La police est elle autre chose
que ce dont elle est censée être ? Il est vrai que «la cité vertueuse» n’est
nullement notre malheureuse cité. Mais, quand même, la police est là pour
policer les instincts sordides, adoucir la violence débridée. Voilà, qui nous
amène à nous interroger légitimement : par quelle entourloupette, la police
au lieu d’être policée, elle-même, se retrouve ensauvagée ? Par quel
miracle, s’est opéré un tel retournement brutal : « le sauvage »
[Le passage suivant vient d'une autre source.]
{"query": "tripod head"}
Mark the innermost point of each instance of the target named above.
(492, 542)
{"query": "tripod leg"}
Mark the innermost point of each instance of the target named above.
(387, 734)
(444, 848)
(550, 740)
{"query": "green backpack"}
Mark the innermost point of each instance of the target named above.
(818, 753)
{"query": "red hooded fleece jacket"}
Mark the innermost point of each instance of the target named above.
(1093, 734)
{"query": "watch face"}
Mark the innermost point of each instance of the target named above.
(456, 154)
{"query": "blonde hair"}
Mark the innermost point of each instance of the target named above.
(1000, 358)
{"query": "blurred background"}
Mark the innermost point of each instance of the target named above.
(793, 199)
Arabe ou Noir, s’érige en dénigreur d’une violence primitive, d’une arrogance
moyenâgeuse, d’une arriération mentale affligeante?
Cependant, la police ne doit
pas être l’arbre qui nous cache l’océan de misère. Les «forces de l’ordre »
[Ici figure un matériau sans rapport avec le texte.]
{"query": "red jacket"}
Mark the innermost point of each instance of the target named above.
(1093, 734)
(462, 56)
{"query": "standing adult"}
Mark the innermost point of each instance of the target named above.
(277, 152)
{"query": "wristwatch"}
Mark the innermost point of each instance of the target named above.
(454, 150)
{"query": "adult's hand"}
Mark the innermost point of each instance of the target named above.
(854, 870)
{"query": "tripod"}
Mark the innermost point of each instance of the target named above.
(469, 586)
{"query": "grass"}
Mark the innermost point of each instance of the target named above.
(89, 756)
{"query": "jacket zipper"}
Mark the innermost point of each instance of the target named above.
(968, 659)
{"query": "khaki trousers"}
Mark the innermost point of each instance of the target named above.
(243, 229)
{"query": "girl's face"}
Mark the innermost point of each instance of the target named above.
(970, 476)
ne sont nullement une entité agissant dans un empyrée. Elles reflètent une
culture de domination, elles expriment un univers mental, nourrit à satiété de
tout un héritage qui a la vie dure et l’empathie blindée.
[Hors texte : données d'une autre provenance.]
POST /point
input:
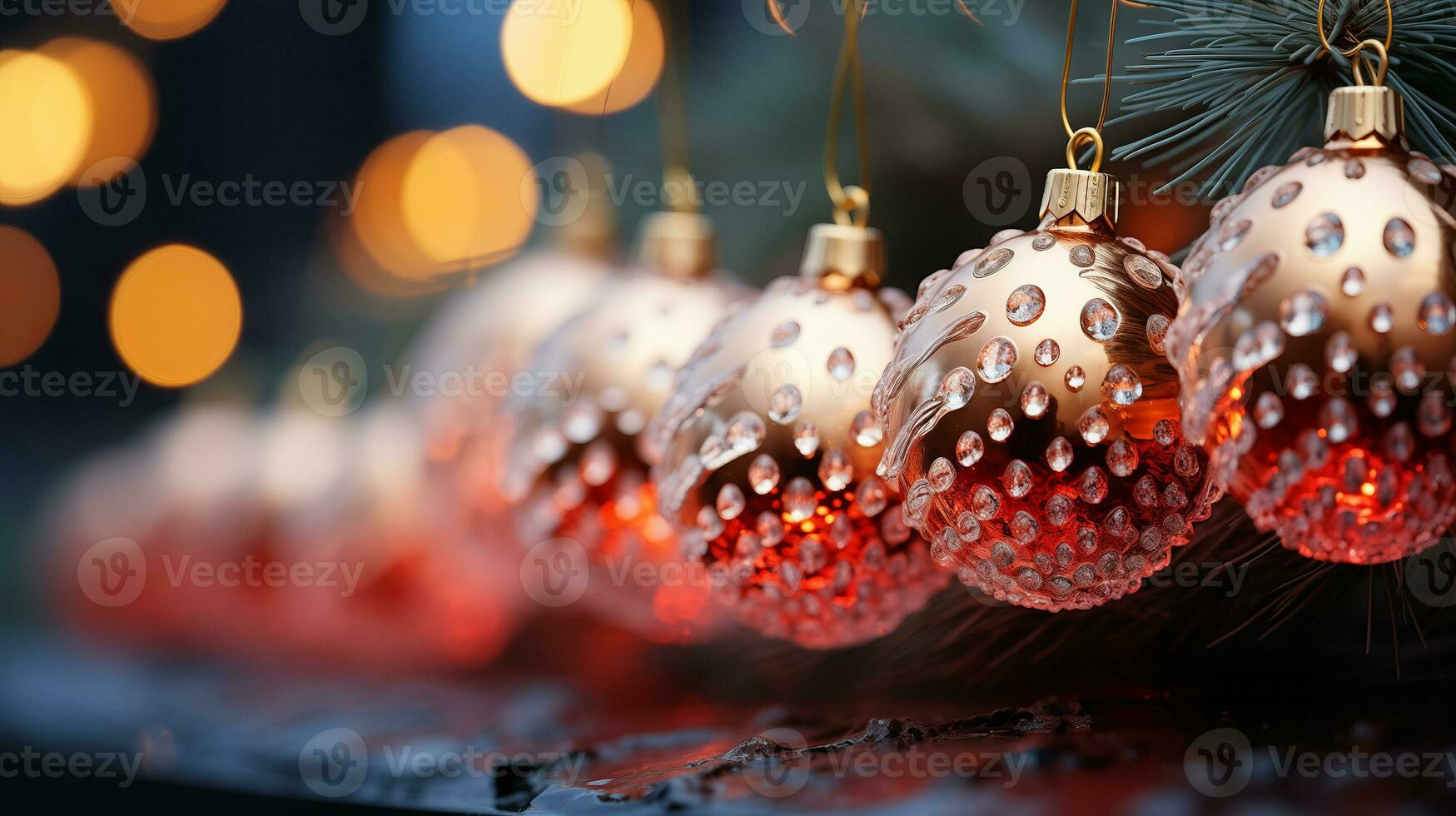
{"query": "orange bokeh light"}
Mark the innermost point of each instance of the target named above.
(122, 95)
(46, 124)
(175, 315)
(639, 72)
(29, 295)
(462, 197)
(166, 19)
(559, 54)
C’est dans ce contexte, que
l’homme Noir se trouve investi d’une mission inattendue : celle de
réécrire une nouvelle histoire ? De désigner une suprématie décadente, qui
renaît constamment de ses ordures ? De dénuder une hypocrisie teintée de
complicité ? L’homme Noir ose l’impensable, il tend la main à l’Arabe, à
tous les opprimés. Il les invite à sortir la philosophie de l’ankylose du
miasme, pour qu’elle prenne de nouveau son envol, en dehors de la fachosphère,
de tous ces pseudos philosophes, ces clowns qui s’érigent en gardiens du
temple ? Ces vautours, qui se nourrissent de la grandeur et du rêve de
l’homme. Derrière la souffrance de l’homme Noir et la barbarie du racisme, nous
découvrons la souffrance de toute une humanité laissée pour compte, une
humanité écrasée, colonisée, piétinée et asservie.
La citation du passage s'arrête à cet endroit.